About Time (2013)
About Time (2013)
Directed by Richard Curtis; Starring
Domhnall Gleeson, Rachel McAdams, Bill Nighy
Rating: 3/5
About Time takes place in the cosy romantic Britain of Richard
Curtis, where nervous middle class Englishmen fall head over heels for gorgeous
American women. Curtis paints an idealised London of lawyers, playwrights, art
galleries and vintage fashion. In the midst of it all is aspiring young lawyer
Tim (Domhnall Gleeson), who arrives in the capital with new ambition, and a new
ability.
For Tim has just been told the
family secret by his father (Bill Nighy). He, along with all the other men in
his family, is a time traveller, and can rewrite his own history by travelling
back to any point along his own timeline (but no killing Hitler). Nighy’s matter-of-fact
exposition on this matter starts the film; along with Tim’s natural incredulity,
it is a comic highlight.
But this is a Richard Curtis project,
and Tim’s future is not a chronicle of epic destiny, but a chance for him to
finally meet the girl of his dreams. She arrives swiftly in the form of the
expatriated Mary (Rachel McAdams).
Gleeson shines as an atypical
leading man, red haired, slightly gangly; at once identifiable and appealing to
the audience. McAdams is pleasant, but her character is given little to do.
Notably, she never discovers Tim’s big secret.
Much of the humour comes from
Tim’s courtship of Mary, during which he repeats awkward encounters and must
meet her for the first time more than once (including a memorable date in London’s
famously pitch-black Dans le Noir
restaurant, a nifty cinematic experiment).
The approach is reminiscent of
that other great time travelling romantic comedy, the thoroughly brilliant Groundhog Day (1993). But Tim has a
blessing, not a curse, and with complete control over his path, approaches with
less cynicism and more “Let’s try that again, shall we?”
So the blend of time travel
with a romantic comedy is not entirely original. There is also an inevitable comparison
with The Time Traveller’s Wife (2009),
which also starred Rachel McAdams. Maybe she’s stuck in a time loop herself.

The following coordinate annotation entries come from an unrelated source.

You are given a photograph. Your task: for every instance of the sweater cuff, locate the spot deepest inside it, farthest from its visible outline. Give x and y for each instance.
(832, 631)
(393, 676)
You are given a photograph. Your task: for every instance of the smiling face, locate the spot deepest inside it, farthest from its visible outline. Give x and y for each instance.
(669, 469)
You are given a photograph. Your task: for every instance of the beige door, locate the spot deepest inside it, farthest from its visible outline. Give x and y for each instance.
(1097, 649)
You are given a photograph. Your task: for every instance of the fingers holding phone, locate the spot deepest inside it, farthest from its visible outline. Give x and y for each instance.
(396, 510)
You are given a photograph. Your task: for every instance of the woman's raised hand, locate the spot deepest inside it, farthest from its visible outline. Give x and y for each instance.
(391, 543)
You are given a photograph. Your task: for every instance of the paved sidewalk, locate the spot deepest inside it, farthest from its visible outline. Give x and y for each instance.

As for specifics, the film
directly asks you not to question it too much. “We don’t seem to have destroyed
civilisation yet” says Nighy. Some rules rear their head as the narrative progresses,
but it’s hard to know what the boundaries actually are, and I just watched Primer (2004).
This is not a film about time
travel, but a romantic comedy in which time travel furthers the plot. But it is
about time: how we choose to spend it, and who we choose to spend it with. And
while it’s a romance on the face of things, the more interesting relationship,
and certainly the more poignant, is between Tim and his father.
At times, it’s unashamedly
sentimental. The entire film has a softness to it that makes you wonder if
Curtis smeared Vaseline on the lens. Curtis even manages to turn a potentially day
ruining downpour into a fresh and glorious celebration.
The strength of the writing is
in the ability to remain unexpected, and some of this is naturally due to the
ability of time travel to allow unexpected things to happen. Conflict appears
in unlikely places, and least of all in the relationship between Gleeson and
McAdams.
It’s not perfect, but for all
the derivative and saccharine elements, the central father-son relationship is eloquent,
and something rarely explored in this way, especially with this level of
British reserve. Though the script is witty, it is only peppered with outright
comedy (this is still gold, from the versatile Tom Hollander, fantastic as a jaded
slovenly playwright, to Tim’s swift cycle through a series of potential best
men, complete with appropriate speeches).
Being relatively unfamiliar
with his previous works (aside from classic television shows Blackadder and The Vicar of Dibley) About
Time has at the very least inspired me to investigate Richard Curtis’s
other films, which are apparently much stronger.